# Hunting Gnomes



## justplainduke (May 31, 2011)

Bagged my first lawn Gnome today with my new Dankung Toucan...he must be dead he isn't moving, I stood him up to pose with the new slingshot. He's still smiling that evil grin 
Should I be sleeping with one open tonight????


----------



## NoSugarRob (Jun 3, 2010)

lol


----------



## justplainduke (May 31, 2011)

Yea, the wife and I just watched the Elton John "Gnomes" movie. 
I really gave me the itch to go hunting









I also like this: http://www.amazon.com/How-Survive-Garden-Gnome-Attack/dp/158008463X/ref=sr_1_3?ie=UTF8&qid=1311961060&sr=8-3


----------



## kyrokon (Feb 11, 2011)

He is not dead, keep shooting him till he stops smiling!!!!!
That is the only way you know for sure he is dead.


----------



## Nico (Sep 10, 2010)




----------



## justplainduke (May 31, 2011)

kyrokon said:


> He is not dead, keep shooting him till he stops smiling!!!!!
> That is the only way you know for sure he is dead.
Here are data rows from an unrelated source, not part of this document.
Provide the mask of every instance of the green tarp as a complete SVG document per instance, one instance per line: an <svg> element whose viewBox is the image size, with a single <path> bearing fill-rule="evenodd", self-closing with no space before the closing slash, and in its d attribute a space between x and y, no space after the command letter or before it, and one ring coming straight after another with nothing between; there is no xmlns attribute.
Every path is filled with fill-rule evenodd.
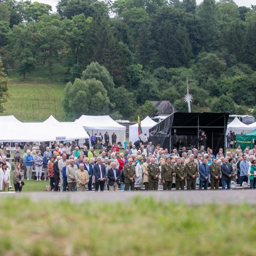
<svg viewBox="0 0 256 256"><path fill-rule="evenodd" d="M237 134L237 146L240 145L243 151L247 146L252 148L252 142L254 139L256 139L256 129L246 134Z"/></svg>

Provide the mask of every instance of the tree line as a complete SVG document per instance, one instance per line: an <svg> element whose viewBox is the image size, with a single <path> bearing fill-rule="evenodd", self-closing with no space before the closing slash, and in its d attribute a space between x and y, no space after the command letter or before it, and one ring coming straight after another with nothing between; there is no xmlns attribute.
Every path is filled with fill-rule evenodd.
<svg viewBox="0 0 256 256"><path fill-rule="evenodd" d="M152 100L187 111L186 77L193 111L256 115L256 6L61 0L51 11L0 0L0 56L6 70L17 67L24 78L36 65L48 65L50 76L54 63L65 67L67 118L133 118L154 113Z"/></svg>

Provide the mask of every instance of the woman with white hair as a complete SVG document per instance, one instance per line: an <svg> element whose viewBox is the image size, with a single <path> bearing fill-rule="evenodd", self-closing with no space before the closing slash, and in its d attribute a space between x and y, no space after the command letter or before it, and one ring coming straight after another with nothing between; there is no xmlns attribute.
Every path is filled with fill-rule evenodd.
<svg viewBox="0 0 256 256"><path fill-rule="evenodd" d="M6 163L2 164L0 169L0 191L7 192L10 187L10 170L7 168Z"/></svg>

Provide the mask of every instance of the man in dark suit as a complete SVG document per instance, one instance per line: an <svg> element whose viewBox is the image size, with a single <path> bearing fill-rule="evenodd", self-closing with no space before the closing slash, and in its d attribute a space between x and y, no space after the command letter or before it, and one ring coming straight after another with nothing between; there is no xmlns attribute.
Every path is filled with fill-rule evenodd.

Arrrggghhh!!! Oh nooo. I went out to finish the job but he was gone! I hate lawn gnomes


----------



## wombat (Jun 10, 2011)

haha I love my gnomey. whenever I have just a couple of minutes and want a quick shot he gets it with splat balls!


----------



## justplainduke (May 31, 2011)

wombat said:


> haha I love my gnomey. whenever I have just a couple of minutes and want a quick shot he gets it with splat balls!
> View attachment 9613


He, heh...keep him alive just to make his life miserable....you sadistic bas--rd







I like it!


----------



## radray (Apr 30, 2011)

Duke,

I will no longer get travel discounts because you killed the gnomes.


----------



## spanky (May 29, 2011)

Gnomes are as thick as two very short planks.There is one just down our road sat at the edge of a pond with a fishing rod.Never caught a fish,Idiot hasnt any bait on his line.


----------



## justplainduke (May 31, 2011)

spanky said:


> Gnomes are as thick as two very short planks.There is one just down our road sat at the edge of a pond with a fishing rod.Never caught a fish,Idiot hasnt any bait on his line.


Yea, they're tricky little buggers, but lack common sense, and they move very slowwww


----------



## shooter452 (Nov 6, 2010)

spanky said:


> Gnomes are as thick as two very short planks.There is one just down our road sat at the edge of a pond with a fishing rod.Never caught a fish,Idiot hasnt any bait on his line.


He's just fishing on credit







.


----------



## justplainduke (May 31, 2011)

I actually found a creature that is scarier than those creepy little garden gnomes.....my wife brought home three antique chalkware circus clown heads. I wonder if I will be murdered in my sleep or if I should go shoot them with the double Tbg and 13mm steel right now. Wish me luck.


----------



## Slingshots rule (Apr 5, 2011)

i think u should shoot them-just to be on the safe side


----------



## TacticalHuntingSurvivalist (Jun 11, 2011)

Shoot that gnomes grin off!


----------



## GameKeeper (Jul 24, 2011)

You shouldn't shot gnome and then give him a slingshot !


----------